Slime mold memory holds clues to animal intelligence, a new study suggests.Philipp Fleig

How they did it — Alim and her team both observed a slime mold in a laboratory setting, and generated a theoretical model to aid their calculations.

Using images generated from their observations and the model, they determined changes in the organisms' tubes (essentially, the tendrils of slime emanating from the organism as it feels its way through an environment) in response to a newly introduced food source.

First, scientists calculated changes in the diameter or size of these tubes in response to the new food source, as well as what the slime mold did over the course of several hours.

It took the slime mold 45 minutes to reorganize its entire network of tubes to face the food source, they found. Around the 90-minute mark, the mold began migrating toward the food source. And after 310 minutes, the slime mold had almost fully engulfed the food source.

Surprisingly, when the scientists trimmed the mold down in size, the organism reorganized even more quickly — the smaller slime mold began to reorganize its tubes within 15 minutes, and began moving toward the food source within 45 minutes, according to the study.

Slime molds are known to "make decisions even within 10 to 20 [minutes]," according to the study. But what drives these decisions was more obscure. These new results offer some clues. As the researchers explain in the study, the slime molds appear to accomplish their remarkable reorganization as a result of encoding the location of the food source via the network of tubes.

Digging into the details — To test this idea, the scientists used their simulated mold to show how a mysterious agent from the food source would likely have entered the slime mold's tubes. In the simulation, the researchers unleashed a softening agent, which caused the tubes closest to the food to expand or dilate.

Tubes farther away from the food source do not expand as much as those closer to the food, essentially establishing a hierarchy of tubes.

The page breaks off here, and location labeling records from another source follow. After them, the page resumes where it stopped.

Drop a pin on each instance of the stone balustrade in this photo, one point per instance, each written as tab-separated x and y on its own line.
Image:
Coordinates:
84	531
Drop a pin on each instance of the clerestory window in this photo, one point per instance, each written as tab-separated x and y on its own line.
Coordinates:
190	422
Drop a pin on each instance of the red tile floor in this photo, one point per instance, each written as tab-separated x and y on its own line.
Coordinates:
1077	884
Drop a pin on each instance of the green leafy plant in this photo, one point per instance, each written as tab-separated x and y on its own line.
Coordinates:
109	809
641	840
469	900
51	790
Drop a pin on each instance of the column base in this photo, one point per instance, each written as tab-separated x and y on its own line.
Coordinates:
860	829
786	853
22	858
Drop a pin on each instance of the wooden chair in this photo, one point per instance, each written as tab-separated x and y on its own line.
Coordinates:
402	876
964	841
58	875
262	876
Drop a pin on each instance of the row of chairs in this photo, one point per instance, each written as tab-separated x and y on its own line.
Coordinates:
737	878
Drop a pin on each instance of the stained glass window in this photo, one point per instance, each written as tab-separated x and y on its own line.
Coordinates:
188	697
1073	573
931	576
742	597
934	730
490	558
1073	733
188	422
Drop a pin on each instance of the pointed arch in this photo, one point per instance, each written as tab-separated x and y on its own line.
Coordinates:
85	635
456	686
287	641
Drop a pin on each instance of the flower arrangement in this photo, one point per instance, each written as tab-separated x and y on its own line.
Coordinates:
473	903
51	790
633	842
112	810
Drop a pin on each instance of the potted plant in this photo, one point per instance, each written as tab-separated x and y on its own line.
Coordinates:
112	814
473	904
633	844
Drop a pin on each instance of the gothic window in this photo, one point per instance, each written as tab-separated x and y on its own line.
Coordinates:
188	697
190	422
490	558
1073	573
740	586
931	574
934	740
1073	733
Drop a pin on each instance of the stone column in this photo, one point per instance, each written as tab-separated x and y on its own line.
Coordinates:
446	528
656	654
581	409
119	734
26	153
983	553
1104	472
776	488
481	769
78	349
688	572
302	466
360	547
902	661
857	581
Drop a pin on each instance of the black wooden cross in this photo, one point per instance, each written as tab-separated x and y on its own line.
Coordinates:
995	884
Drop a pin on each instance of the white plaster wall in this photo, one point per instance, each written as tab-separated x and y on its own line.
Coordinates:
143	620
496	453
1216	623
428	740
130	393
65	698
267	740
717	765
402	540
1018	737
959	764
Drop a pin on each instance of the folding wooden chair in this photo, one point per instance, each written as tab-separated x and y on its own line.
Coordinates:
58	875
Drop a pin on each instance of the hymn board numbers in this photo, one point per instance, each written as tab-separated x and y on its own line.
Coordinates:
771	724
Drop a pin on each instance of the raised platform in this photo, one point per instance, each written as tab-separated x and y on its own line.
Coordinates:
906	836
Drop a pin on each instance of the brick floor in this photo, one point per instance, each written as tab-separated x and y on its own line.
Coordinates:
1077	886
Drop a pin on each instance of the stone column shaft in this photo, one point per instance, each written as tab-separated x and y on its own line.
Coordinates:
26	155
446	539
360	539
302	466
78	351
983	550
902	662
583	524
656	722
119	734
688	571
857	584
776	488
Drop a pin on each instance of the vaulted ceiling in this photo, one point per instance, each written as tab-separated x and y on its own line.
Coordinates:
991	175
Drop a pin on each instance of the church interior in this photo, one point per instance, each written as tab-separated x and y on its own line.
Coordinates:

The engorged tubes then imprint the memory of the nutrient source in its network.

But this isn't just a one-time response. Rather, the slime mold has "irretrievably changed" the flow patterns of its tubes, according to the study — a sign of long-term memory formation.

A figure from the study showing expansion of the slime mold toward a food source.

These findings unlock a "missing piece of the puzzle" to explain how slime molds permanently reorganize themselves in response to nutrients.

In short: Slime molds encode memories of nutrient sources within their tubes. The tubes that survive the longest are those "directly bearing the memory of the nutrient stimulus that led to their growth," according to the study.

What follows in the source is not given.